The digit character class can be written more simply as:
[0-9]
The
- stands for all the characters that
come between the two characters on either side. Thus:
[a-z]
stands
for all characters between
a and
z, whereas:
[a-zA-Z]
stands for all characters
in both the range
a to
z and
the range
A to
Z.
Note: - is not treated as a range
indicator when it appears at the beginning or end of a character class.
If the first character after the
[ is a circumflex
(
^), the character class stands for all characters that
are
not listed in the brackets. For example:
[^0-9]
stands for all characters that are
not digits. Similarly:
[^a-zA-Z0-9]
stands for
all characters that are not alphabetic or numeric.
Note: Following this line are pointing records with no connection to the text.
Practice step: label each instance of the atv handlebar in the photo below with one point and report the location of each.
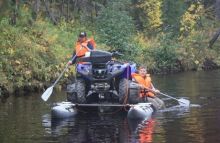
(116, 53)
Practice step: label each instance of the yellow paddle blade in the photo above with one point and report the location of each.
(47, 93)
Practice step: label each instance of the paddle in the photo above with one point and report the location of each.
(45, 96)
(182, 101)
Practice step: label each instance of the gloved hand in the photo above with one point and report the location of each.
(156, 91)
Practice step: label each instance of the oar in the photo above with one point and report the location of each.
(45, 96)
(182, 101)
(49, 90)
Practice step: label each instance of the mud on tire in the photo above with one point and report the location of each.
(134, 92)
(123, 90)
(81, 90)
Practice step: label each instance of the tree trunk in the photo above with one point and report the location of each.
(36, 8)
(217, 9)
(15, 13)
(214, 38)
(68, 3)
(49, 13)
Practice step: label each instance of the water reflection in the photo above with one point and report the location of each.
(27, 118)
(87, 128)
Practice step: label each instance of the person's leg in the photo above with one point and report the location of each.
(154, 103)
(160, 102)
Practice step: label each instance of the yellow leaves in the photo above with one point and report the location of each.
(52, 39)
(11, 51)
(17, 62)
(196, 62)
(28, 72)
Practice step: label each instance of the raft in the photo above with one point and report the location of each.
(135, 111)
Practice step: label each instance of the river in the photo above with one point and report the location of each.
(26, 119)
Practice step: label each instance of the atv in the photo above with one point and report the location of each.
(101, 79)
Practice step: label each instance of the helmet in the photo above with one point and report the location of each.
(82, 34)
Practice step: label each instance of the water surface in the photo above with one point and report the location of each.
(26, 119)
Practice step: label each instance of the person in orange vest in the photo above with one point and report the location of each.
(82, 46)
(148, 92)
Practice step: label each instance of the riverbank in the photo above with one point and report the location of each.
(33, 56)
(34, 51)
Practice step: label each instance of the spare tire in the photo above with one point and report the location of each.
(134, 92)
(123, 90)
(81, 91)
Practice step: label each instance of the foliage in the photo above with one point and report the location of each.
(190, 19)
(150, 15)
(115, 28)
(37, 37)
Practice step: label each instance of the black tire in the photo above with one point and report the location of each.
(134, 92)
(81, 91)
(123, 90)
(72, 97)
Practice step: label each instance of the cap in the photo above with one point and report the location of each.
(82, 34)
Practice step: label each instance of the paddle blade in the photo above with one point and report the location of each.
(47, 93)
(184, 102)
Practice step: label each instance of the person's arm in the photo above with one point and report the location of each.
(154, 89)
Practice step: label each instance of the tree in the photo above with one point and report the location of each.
(189, 19)
(150, 15)
(115, 27)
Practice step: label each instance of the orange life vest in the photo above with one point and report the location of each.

There is a special character class—written as
. —that matches
any character except newline. The pattern:
“p.x”
matches any 3-character sequence starting with
p and ending with
x.
Note: A newline
is never matched except when explicitly specified as \n,
or in a range. In particular, a . never matches newline.
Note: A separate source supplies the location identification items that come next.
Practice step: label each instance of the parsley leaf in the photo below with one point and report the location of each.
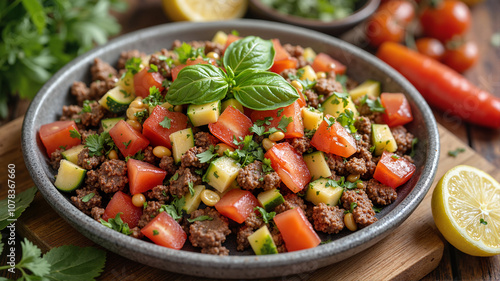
(166, 123)
(117, 224)
(266, 216)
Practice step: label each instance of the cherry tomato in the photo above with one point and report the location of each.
(389, 22)
(446, 20)
(430, 47)
(463, 57)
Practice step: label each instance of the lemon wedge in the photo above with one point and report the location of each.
(204, 10)
(466, 209)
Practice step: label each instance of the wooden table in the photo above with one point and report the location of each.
(486, 142)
New character class symbols have been introduced by POSIX. These are provided
as special sequences that are valid only within character class definitions.
The sequences are:
[.coll.]" collation of character coll
[=equiv=] collation of the character class equiv
[:char-class:] any of the characters from char-class
lex accepts only the POSIX locale for these definitions. In particular,
multicharacter collation symbols are not supported. You can still use, for
example, the character class:
[[.a.]-[.z.]]
which is equivalent to:
[a-z]
for the POSIX locale.
lex accepts the following POSIX-defined character classes:
[:alnum:] [:cntrl:] [:lower:] [:space:]
[:alpha:] [:digit:] [:print:] [:upper:]
[:blank:] [:graph:] [:punct:] [:xdigit:]
It is more portable (and
more obvious) to use the new expressions.